How are people discriminated against in the housing market? They may be told no housing is available in certain areas where housing stock exists, or they can be shown fewer rentals or homes for sale than are actually available. Prospective renters also may be offered noncompetitive or one-sided leases, or have rental applications denied solely based on their ethnicity. In addition, discrimination is a factor in housing policies as redlining was encouraged by federal agencies. Redlining, which is when lenders refuse to give loans to persons in specific geographic areas or impose heavy restrictions on borrowers living in areas with high concentrations of ethnic groups, especially African Americans and Latinos.
For example, the FHA effectively encouraged redlining in its mortgage policies for decades.
How do middle-class and wealthy taxpayers benefit from tax policies related to housing?
The federal government subsidizes a small amount of housing for low-income persons, but the majority of housing subsidies benefit middle-class and wealthy persons through tax expenditures. Tax expenditures are tax revenue not collected due to deductions, credits, and exemptions. Compared to direct subsidies for housing for lower-income persons, tax expenditures are subject to less public discussion or debate, yet their impact far exceeds that of direct subsidies. Homeowners with high incomes benefit from these tax expenditures much more than do lower-income homeowners, in large part because lower-income taxpayers are less likely to itemize deductions, which means they generally don’t benefit from mortgage interest write-offs.
What is the role of social workers in advocating for economic and social justice regarding housing affordability and accessibility?
What values explain the United States failure to provide affordable shelter?

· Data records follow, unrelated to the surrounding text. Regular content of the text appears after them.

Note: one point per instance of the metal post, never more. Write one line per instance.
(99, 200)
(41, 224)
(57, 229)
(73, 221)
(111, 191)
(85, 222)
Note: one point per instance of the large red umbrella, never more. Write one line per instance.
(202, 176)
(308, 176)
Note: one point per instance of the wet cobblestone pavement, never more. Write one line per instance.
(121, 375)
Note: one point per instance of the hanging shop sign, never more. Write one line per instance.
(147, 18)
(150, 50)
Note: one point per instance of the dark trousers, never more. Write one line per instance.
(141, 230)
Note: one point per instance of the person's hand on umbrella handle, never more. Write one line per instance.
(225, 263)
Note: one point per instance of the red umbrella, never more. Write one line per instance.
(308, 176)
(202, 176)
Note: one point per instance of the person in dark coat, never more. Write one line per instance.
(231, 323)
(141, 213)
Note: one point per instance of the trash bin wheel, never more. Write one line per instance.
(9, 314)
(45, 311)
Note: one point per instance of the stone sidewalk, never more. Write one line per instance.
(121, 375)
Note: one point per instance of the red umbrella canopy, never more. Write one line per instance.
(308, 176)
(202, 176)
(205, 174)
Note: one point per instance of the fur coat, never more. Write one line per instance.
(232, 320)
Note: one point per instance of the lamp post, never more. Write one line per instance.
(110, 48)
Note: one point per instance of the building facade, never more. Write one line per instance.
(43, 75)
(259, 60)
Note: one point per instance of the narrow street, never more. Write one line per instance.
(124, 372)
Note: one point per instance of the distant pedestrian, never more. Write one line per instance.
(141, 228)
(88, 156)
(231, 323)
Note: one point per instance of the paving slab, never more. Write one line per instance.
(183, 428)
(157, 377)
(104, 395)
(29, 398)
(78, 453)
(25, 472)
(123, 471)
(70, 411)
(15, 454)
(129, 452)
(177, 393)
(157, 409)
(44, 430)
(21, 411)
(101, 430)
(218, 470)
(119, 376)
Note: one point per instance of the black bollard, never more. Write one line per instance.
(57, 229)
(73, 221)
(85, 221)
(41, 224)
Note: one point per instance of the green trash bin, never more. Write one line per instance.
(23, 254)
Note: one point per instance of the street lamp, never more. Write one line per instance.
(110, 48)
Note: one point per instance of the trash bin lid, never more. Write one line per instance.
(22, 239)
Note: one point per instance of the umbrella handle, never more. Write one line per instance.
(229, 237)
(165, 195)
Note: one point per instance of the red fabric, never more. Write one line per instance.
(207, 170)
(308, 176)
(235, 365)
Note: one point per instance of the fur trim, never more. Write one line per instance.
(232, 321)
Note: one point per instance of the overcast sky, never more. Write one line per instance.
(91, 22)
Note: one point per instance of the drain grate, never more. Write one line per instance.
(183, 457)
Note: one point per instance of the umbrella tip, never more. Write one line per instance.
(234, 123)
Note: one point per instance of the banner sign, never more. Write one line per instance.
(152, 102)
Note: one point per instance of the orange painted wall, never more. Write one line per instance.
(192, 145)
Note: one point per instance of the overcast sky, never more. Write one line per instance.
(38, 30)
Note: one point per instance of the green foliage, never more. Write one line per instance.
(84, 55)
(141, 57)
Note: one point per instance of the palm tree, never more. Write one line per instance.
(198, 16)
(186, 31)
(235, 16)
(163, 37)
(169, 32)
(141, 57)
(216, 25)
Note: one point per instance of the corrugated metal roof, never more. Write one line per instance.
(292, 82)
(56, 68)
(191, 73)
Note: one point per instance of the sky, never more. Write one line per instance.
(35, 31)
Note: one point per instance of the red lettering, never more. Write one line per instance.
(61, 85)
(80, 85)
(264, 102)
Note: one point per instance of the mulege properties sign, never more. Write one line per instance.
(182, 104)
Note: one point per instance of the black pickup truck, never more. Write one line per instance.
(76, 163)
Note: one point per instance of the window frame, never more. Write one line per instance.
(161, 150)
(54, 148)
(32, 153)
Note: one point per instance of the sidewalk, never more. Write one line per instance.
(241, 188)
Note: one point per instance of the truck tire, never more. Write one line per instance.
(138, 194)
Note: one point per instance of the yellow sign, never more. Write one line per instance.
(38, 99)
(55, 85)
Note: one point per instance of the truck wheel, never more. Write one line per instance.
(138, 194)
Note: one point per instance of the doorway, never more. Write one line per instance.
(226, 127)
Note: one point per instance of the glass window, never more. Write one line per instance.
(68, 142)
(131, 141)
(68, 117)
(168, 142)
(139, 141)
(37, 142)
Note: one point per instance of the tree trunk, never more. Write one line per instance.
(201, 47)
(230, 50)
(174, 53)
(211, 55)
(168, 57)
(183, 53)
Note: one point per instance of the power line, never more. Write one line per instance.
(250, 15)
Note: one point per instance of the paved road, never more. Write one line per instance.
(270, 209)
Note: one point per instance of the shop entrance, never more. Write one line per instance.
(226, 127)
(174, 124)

Historical values that emphasize individualism, self-reliance, and a general distrust of government interference in markets partly explain our failure to ensure affordable shelter to many living in the United States.
What historical perspective in the United States has impeded anti-poverty programs?
In the view of one scholar, this focus on dividing economically depressed populations into those deserving help and others “undeserving” of government assistance has hampered U.S. anti-poverty programs for many decades.
What factors played a role in the increase of homeless people who are mentally ill?
The deinstitutionalization of the mentally disordered in the late 1960s, absent the establishment of the necessary outpatient services for such a fragile population, led to a large increase in persons who were homeless and mentally ill in the late 1970s. The number of homeless persons grew again in the 1980s, as housing and social service cuts increased under the policies of the Reagan administration.
What is the McKinney-Vento Homeless Assistance Act of 1987?
The first major federal initiative to address homelessness was the Stewart B. McKinney Homeless Assistance Act, passed by Congress in 1987 and renamed the McKinney-Vento Act in 2000 during President Clinton’s tenure. It made federal monies available to communities that wished to offer emergency shelter, transitional housing, and permanent supportive housing for homeless persons. Under this law, Congress authorized a total of 20 possible programs that offered a multitude of services, including education, job training, mental health care, primary health care services, substance abuse treatment, and veterans’ assistance services. Funding was through block grants or a competitive process involving states and localities.
What is the McKinney-Vento Homeless Education Assistance Improvements Act of 2001?
The act sought to extend federal policy on homelessness to children in homeless families in order to ensure their access to public education. The act prohibited segregation of homeless children in separate schools or separate classrooms.